Hamburg. Über Teilen Hamburgs ging heftiger Regen nieder. Das kann die Lage noch verschärfen. Umweltbehörde überrascht mit Appell.
Nach wochenlanger Trockenheit wächst die Sorge um Hamburgs Natur. Der Starkregen der vergangenen Tage dürfte da kaum helfen, um der Dürre Herr zu werden. Im neuen Meldeportal der Umweltbehörde berichten Bürgerinnen und Bürger bereits über eine größere Zahl trockengelaufener Bäche in Hamburg – insbesondere im Norden und Osten der Stadt.
Die Hamburger Umweltbehörde fürchtet Blaualgenblüten besonders in stehenden und langsam fließenden Gewässern. Auch Rasenflächen, Grünanlagen und Bäume leiden unter dem ausbleibenden Niederschlag. Doch die Umweltbehörde überrascht mit einem auf den ersten Blick unerwarteten Appell an die Bürger: Straßenbäume bitte nicht gießen!
Wetter Hamburg: Umweltbehörde warnt davor, ältere Bäume zu wässern
„Größere Bäume und ältere Bestandsbäume können und sollten nicht regelhaft gewässert werden“, sagt David Kappenberg, stellvertretender Sprecher der Hamburger Umweltbehörde, auf Anfrage des Abendblatts als Empfehlung an die Hamburgerinnen und Hamburger: Die größeren und älteren Bäume müssten sich selbst mit Wasser aus den tieferen Bodenbereichen versorgen, indem sie darin wurzeln.
„Oberflächliche Wassergaben würden die Wurzeln nicht erreichen und zum größten Teil unwirksam abfließen oder verdunsten, oder sie regen den Baum zur Neubildung von oberflächennahen Feinwurzeln an – die dann gegebenenfalls eintrocknen, wenn nicht stetig gegossen wird“, so Kappenberg. „Das wäre kontraproduktiv für den Baum.“ Eine Auffüllung solcher tieferen Bodenwasservorräte durch künstliche Bewässerung von oben sei praktisch nicht möglich.
Wetter: So gießt man Jungbäume bei Hitze richtig
Aber: Wenn die Hitze- und Trockenphasen sehr lange anhalten und die Bäume vielfach Trockenstresssymptome zeigen, werden auch die Hamburgerinnen und Hamburger aufgerufen – ihre Jungbäume vor der Tür zu gießen: „Es kann durchaus sinnvoll sein, den Jungbäumen vor der Tür ein paar Eimer Wasser zu spendieren, wenn diese welke, hängende Blätter zeigen“, so Kappenberg.
Hier gelte die Regel: Lieber mehr auf einmal als öfter kleine Mengen (ca. 8 bis 10 Eimer voll in die Bewässerungsmulde, dies circa einmal in der Woche, morgens oder abends, möglichst kein Aufhaken der Erde in der Baumscheibe).
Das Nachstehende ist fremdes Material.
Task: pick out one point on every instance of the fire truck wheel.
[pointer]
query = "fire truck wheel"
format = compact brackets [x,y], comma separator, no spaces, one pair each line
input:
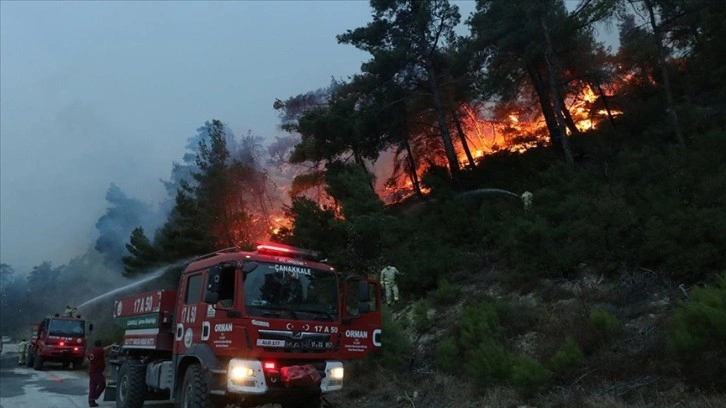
[193,393]
[311,402]
[78,364]
[38,363]
[131,385]
[30,358]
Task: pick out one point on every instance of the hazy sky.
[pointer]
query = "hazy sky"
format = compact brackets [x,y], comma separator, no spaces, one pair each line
[101,92]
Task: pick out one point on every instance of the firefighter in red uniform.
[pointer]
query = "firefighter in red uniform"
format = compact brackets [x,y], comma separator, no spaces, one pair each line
[96,366]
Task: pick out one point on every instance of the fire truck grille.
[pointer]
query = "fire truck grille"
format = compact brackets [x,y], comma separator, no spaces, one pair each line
[294,342]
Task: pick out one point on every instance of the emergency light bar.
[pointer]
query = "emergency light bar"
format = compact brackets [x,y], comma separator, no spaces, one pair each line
[287,250]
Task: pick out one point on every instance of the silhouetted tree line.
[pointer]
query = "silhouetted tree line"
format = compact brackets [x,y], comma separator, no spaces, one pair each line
[645,190]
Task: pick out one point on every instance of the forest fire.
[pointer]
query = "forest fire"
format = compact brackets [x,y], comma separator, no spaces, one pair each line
[515,127]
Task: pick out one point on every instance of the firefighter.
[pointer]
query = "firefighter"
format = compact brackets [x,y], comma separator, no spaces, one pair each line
[69,311]
[527,199]
[388,280]
[22,351]
[96,366]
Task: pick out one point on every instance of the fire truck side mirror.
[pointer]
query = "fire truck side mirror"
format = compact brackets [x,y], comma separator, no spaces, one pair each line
[211,287]
[248,267]
[364,296]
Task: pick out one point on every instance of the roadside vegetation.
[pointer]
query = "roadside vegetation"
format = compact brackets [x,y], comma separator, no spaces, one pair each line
[607,290]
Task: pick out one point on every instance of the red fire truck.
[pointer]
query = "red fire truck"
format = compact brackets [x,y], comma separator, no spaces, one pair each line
[58,339]
[245,328]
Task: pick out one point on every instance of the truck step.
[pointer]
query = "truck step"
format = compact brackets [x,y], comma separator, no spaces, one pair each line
[110,393]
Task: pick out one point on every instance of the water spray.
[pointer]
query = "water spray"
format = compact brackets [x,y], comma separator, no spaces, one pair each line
[153,275]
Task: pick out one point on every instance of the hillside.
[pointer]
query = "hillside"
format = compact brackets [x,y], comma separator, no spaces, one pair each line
[622,366]
[604,293]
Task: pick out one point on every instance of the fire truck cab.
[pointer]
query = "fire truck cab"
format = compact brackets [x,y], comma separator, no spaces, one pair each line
[58,339]
[246,328]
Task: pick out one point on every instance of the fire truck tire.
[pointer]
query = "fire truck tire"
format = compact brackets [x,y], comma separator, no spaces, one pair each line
[311,402]
[38,362]
[131,385]
[30,358]
[78,364]
[193,393]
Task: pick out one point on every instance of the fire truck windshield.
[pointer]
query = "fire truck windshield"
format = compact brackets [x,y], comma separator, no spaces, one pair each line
[289,291]
[60,327]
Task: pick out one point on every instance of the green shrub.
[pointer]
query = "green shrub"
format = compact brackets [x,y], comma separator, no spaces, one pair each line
[697,335]
[567,357]
[395,344]
[528,375]
[421,320]
[447,355]
[489,362]
[477,323]
[603,324]
[446,293]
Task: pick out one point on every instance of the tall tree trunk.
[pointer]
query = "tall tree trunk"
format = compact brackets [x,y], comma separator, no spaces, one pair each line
[445,134]
[673,115]
[409,155]
[568,118]
[556,98]
[544,101]
[462,137]
[606,103]
[362,164]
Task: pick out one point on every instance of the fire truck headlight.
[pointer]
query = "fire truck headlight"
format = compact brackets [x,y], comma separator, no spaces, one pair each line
[239,373]
[336,373]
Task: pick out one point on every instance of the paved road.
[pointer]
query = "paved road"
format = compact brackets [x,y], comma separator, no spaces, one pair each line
[54,387]
[23,387]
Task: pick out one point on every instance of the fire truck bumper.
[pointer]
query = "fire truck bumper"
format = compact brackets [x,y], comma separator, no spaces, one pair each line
[249,377]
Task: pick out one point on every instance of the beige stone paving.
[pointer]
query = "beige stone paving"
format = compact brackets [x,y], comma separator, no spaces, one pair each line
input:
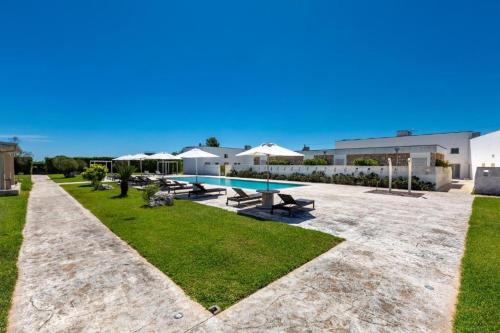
[76,276]
[397,270]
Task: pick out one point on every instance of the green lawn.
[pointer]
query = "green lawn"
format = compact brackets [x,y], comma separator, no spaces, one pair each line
[12,217]
[478,308]
[59,178]
[216,256]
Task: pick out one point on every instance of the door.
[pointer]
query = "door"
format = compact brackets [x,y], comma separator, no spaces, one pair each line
[455,171]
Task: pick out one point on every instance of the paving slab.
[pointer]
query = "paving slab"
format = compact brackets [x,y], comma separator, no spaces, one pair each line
[76,275]
[397,270]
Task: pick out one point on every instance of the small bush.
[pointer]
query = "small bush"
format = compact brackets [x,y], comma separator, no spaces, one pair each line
[441,163]
[316,161]
[365,162]
[361,179]
[149,191]
[95,174]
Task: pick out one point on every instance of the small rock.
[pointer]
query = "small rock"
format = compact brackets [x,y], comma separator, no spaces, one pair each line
[214,309]
[161,199]
[103,187]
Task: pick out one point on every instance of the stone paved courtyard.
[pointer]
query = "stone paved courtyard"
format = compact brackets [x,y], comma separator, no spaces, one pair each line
[397,270]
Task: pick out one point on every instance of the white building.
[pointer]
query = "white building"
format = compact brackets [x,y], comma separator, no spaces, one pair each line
[456,145]
[211,166]
[485,151]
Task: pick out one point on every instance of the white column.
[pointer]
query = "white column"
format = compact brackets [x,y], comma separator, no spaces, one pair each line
[390,174]
[409,175]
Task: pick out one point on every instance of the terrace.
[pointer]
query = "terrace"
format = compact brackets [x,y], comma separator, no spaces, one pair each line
[396,270]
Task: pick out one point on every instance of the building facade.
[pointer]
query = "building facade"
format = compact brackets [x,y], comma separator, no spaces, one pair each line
[485,151]
[211,166]
[7,173]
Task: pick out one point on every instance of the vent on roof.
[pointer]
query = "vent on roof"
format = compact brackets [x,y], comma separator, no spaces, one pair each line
[403,133]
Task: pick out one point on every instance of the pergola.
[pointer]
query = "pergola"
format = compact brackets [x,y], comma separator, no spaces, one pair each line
[165,160]
[105,162]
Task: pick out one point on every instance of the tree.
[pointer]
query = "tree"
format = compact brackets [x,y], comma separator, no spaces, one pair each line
[65,165]
[124,172]
[212,142]
[96,173]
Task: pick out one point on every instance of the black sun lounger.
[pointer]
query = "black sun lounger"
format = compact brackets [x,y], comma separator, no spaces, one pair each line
[243,196]
[166,185]
[289,203]
[199,189]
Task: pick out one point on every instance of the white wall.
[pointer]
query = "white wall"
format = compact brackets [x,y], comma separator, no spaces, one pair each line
[485,151]
[206,166]
[460,140]
[436,175]
[487,181]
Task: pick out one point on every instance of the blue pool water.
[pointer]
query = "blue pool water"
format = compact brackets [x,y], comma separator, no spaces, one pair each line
[248,184]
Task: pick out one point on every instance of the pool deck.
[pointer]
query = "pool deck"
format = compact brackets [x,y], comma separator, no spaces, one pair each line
[396,271]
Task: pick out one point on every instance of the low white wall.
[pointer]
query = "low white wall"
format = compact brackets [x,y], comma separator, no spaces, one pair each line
[436,175]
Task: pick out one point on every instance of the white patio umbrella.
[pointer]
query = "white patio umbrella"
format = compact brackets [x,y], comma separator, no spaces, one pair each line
[163,157]
[269,149]
[196,153]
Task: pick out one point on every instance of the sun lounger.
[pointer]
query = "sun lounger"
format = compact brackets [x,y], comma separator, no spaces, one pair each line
[289,203]
[199,189]
[242,196]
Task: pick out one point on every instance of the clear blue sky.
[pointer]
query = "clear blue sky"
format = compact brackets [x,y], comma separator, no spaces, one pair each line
[116,77]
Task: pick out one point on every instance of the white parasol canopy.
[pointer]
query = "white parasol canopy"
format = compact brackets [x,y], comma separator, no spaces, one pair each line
[196,153]
[162,156]
[269,149]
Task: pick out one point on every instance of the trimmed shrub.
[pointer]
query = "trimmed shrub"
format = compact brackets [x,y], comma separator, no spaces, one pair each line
[65,165]
[361,179]
[149,191]
[95,174]
[23,165]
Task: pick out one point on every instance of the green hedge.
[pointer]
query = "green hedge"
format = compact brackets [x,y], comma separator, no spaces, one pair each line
[361,179]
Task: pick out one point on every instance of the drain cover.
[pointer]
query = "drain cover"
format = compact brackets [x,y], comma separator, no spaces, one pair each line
[214,309]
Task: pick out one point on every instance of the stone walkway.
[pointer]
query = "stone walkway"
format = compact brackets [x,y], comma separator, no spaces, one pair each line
[76,275]
[397,270]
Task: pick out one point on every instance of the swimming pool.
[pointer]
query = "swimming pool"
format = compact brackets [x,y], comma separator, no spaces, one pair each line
[248,184]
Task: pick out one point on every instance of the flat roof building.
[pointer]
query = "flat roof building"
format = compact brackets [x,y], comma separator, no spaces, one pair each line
[455,146]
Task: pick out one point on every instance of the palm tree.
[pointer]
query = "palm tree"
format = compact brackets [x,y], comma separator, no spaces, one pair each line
[124,171]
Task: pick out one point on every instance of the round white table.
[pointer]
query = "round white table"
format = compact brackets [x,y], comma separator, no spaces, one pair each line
[267,198]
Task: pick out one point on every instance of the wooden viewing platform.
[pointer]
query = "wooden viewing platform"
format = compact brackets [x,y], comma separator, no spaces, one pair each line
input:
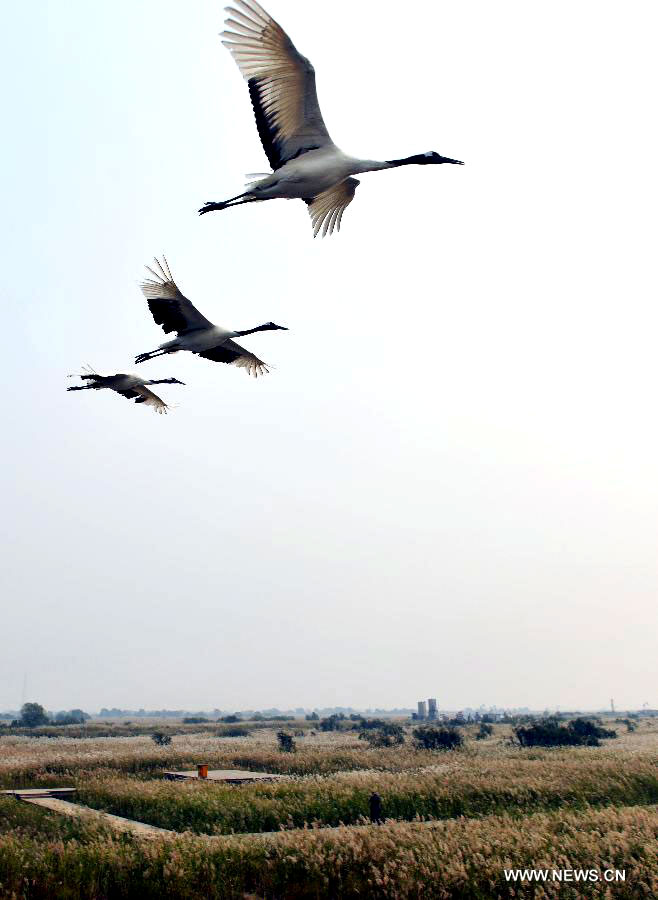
[31,793]
[226,776]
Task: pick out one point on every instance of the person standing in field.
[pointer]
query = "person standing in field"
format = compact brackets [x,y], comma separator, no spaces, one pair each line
[376,808]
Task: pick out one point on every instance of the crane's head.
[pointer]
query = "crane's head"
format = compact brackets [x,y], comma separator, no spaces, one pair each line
[433,158]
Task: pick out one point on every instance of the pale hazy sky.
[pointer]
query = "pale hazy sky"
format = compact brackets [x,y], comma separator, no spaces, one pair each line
[447,486]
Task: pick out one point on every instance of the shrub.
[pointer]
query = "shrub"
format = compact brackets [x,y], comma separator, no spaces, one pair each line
[366,724]
[577,733]
[233,731]
[429,737]
[286,742]
[331,723]
[32,715]
[484,732]
[389,735]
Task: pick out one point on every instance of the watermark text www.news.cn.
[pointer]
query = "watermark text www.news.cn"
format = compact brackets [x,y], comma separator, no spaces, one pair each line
[567,875]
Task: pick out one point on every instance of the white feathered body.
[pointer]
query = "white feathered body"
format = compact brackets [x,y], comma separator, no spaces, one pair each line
[199,340]
[312,173]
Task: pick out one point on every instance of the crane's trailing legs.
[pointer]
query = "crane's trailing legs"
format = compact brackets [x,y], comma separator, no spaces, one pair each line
[225,204]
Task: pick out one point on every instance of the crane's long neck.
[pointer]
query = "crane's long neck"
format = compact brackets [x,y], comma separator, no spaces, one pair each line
[253,330]
[422,159]
[368,165]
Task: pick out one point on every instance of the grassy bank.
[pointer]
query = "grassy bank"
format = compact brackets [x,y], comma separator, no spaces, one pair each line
[461,858]
[470,788]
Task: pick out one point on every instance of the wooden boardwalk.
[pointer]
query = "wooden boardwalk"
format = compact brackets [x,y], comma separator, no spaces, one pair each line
[226,776]
[86,814]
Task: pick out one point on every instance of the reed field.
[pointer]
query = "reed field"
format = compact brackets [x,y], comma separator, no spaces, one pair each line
[454,820]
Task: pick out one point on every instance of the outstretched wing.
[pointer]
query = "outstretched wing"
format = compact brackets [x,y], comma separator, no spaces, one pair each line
[168,306]
[281,84]
[235,355]
[326,210]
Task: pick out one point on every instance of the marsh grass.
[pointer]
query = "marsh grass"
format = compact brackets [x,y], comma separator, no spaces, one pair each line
[457,858]
[467,788]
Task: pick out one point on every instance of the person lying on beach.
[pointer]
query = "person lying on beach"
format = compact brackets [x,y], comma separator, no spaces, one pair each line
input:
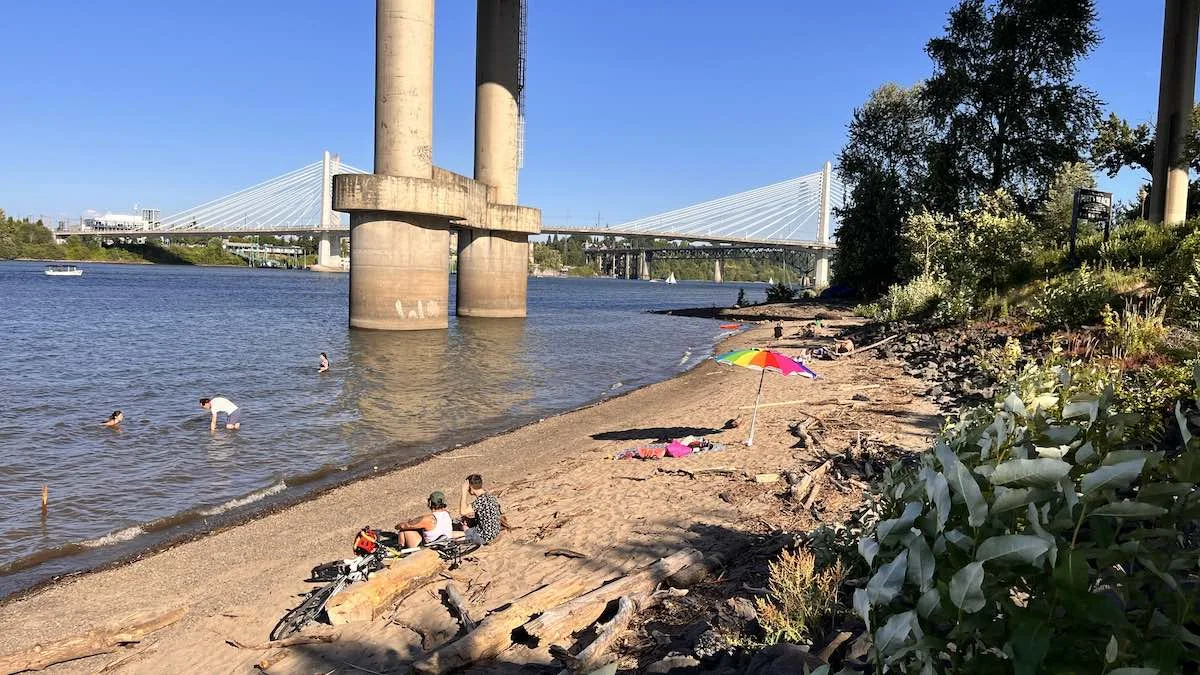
[222,405]
[483,518]
[429,527]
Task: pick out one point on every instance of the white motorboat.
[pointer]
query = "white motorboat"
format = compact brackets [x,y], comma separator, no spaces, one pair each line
[63,270]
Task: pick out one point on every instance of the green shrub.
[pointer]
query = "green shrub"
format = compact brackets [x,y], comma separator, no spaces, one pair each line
[1072,299]
[1047,533]
[913,299]
[802,596]
[1138,329]
[780,292]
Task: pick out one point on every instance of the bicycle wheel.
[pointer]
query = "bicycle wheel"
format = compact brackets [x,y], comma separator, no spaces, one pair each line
[304,613]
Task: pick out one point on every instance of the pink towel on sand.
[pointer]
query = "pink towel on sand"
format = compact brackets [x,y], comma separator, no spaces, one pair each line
[678,449]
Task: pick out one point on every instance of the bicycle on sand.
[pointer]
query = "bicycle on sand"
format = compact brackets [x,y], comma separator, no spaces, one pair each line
[341,573]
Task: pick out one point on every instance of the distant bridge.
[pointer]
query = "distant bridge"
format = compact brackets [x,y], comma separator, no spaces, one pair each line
[792,215]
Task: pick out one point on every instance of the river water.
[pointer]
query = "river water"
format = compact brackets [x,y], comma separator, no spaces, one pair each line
[151,340]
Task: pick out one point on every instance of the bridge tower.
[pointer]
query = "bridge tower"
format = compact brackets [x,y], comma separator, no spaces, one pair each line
[492,264]
[821,274]
[401,216]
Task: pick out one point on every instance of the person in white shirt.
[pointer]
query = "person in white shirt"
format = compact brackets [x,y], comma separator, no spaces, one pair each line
[429,527]
[222,405]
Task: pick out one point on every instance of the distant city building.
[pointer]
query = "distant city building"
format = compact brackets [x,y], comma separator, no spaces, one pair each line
[115,222]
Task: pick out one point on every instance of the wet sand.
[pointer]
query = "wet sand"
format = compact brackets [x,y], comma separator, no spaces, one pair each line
[558,488]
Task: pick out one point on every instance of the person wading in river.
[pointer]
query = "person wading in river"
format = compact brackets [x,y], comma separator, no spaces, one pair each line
[222,405]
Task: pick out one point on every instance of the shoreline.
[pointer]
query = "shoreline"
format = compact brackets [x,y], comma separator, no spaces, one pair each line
[557,485]
[270,505]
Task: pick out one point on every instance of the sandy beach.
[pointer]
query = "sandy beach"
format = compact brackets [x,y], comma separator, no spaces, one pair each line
[558,488]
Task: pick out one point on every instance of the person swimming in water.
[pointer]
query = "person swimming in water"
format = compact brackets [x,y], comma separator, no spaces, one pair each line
[217,405]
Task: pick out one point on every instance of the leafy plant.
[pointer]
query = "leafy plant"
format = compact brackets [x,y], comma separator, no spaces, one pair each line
[780,292]
[1138,329]
[1045,533]
[802,595]
[1073,299]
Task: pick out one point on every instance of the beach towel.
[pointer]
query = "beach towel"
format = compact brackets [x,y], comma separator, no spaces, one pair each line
[677,449]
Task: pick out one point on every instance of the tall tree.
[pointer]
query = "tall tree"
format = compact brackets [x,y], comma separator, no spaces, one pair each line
[1003,93]
[883,167]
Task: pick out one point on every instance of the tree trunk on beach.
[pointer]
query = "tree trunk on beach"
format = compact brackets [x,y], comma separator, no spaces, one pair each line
[101,640]
[561,621]
[370,599]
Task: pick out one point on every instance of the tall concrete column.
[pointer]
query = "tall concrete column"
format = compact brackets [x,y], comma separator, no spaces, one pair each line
[492,269]
[401,263]
[1176,94]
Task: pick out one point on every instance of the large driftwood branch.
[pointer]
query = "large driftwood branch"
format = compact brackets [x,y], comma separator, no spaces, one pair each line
[593,656]
[568,617]
[287,641]
[101,640]
[369,601]
[495,633]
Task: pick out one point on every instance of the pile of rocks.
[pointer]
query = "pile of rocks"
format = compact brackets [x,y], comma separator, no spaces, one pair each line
[947,359]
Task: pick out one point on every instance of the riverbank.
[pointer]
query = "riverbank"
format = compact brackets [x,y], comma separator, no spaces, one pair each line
[557,487]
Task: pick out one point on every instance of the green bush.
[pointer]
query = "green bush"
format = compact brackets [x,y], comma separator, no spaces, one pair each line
[1072,299]
[1048,533]
[916,298]
[780,292]
[1138,329]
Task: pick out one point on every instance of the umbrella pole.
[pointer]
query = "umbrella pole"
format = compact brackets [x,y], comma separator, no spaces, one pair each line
[754,417]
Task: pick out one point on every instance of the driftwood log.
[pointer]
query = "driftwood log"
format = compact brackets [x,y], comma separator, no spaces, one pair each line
[495,633]
[561,621]
[102,640]
[456,602]
[593,656]
[370,599]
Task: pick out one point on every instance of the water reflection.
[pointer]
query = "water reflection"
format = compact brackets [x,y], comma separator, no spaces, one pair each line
[419,388]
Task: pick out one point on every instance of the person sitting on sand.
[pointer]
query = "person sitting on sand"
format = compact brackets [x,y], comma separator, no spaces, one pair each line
[217,405]
[429,527]
[484,518]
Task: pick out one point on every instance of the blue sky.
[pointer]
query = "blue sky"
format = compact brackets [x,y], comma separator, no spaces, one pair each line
[633,107]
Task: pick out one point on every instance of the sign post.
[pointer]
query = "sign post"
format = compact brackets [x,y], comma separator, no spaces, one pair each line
[1093,207]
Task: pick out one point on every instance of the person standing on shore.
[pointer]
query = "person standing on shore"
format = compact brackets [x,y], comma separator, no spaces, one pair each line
[483,517]
[222,405]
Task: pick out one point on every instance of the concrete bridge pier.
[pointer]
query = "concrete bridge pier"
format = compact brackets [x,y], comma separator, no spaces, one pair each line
[401,262]
[492,266]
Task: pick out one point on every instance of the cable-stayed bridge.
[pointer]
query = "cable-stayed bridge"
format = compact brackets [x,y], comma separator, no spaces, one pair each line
[792,214]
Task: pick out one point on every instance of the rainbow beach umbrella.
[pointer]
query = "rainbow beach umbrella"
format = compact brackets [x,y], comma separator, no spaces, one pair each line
[765,360]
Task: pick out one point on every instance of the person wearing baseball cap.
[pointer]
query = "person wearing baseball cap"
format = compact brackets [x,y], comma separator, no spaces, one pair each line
[429,527]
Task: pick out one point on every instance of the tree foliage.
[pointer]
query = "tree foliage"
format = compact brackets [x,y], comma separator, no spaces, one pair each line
[1047,533]
[883,167]
[1002,90]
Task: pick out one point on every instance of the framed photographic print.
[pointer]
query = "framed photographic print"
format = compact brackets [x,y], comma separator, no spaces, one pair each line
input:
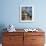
[26,13]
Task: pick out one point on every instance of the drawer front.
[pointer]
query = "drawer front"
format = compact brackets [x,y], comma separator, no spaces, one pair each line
[37,40]
[11,39]
[13,33]
[27,41]
[34,33]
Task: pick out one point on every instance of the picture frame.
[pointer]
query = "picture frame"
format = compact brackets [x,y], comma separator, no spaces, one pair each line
[26,13]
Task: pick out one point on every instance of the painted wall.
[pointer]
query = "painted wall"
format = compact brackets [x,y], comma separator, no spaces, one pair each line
[10,12]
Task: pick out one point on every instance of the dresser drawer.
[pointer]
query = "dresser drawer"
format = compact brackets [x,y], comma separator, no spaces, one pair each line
[37,39]
[34,33]
[13,33]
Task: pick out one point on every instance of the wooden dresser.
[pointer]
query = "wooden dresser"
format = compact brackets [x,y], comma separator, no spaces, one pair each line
[23,39]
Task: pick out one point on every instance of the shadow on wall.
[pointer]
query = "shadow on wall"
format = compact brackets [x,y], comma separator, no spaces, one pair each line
[2,26]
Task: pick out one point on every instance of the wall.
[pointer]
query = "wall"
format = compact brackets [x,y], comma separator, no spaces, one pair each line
[9,13]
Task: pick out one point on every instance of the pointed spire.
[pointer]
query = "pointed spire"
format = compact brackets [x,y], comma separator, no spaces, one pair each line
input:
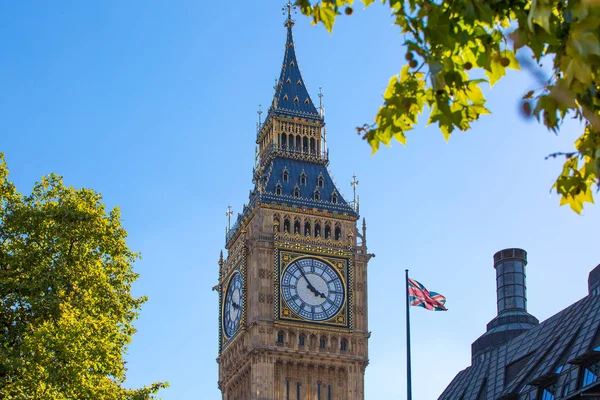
[289,8]
[291,95]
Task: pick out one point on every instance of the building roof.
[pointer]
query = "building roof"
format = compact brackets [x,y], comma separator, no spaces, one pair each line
[291,103]
[550,355]
[291,95]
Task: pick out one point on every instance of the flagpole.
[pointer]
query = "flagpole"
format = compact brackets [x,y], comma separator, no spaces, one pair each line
[408,369]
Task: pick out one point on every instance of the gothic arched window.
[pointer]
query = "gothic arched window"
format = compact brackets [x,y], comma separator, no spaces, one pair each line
[303,178]
[344,345]
[307,228]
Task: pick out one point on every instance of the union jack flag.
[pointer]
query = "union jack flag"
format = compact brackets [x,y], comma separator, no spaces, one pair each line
[418,295]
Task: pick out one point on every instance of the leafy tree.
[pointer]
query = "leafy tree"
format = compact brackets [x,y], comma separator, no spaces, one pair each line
[66,309]
[452,44]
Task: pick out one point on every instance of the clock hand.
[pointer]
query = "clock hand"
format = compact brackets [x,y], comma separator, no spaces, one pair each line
[309,286]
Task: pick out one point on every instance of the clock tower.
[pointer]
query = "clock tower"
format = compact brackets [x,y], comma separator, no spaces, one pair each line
[293,287]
Optimal sei es, wenn zum Gießen Brauch- und Brunnenwasser verwendet werde, um Trinkwasser zu sparen.
Trockenheit – wie sich die Bäume selbst schützen
Generell gehe es den mehr als 226.000 Straßenbäumen in der Stadt nicht schlecht – auch wenn es keine direkte Erhebung gibt. „Es sind aktuell relativ wenige Reaktionen zu erkennen, dass die Straßenbäume mit der Hitze und der längeren Trockenheit sehr zu kämpfen haben“, so Kappenberg. Der Winter und das Frühjahr waren in Hamburg relativ regenreich, in den Nächten kühle es noch relativ gut ab, was gut für die Bäume sei.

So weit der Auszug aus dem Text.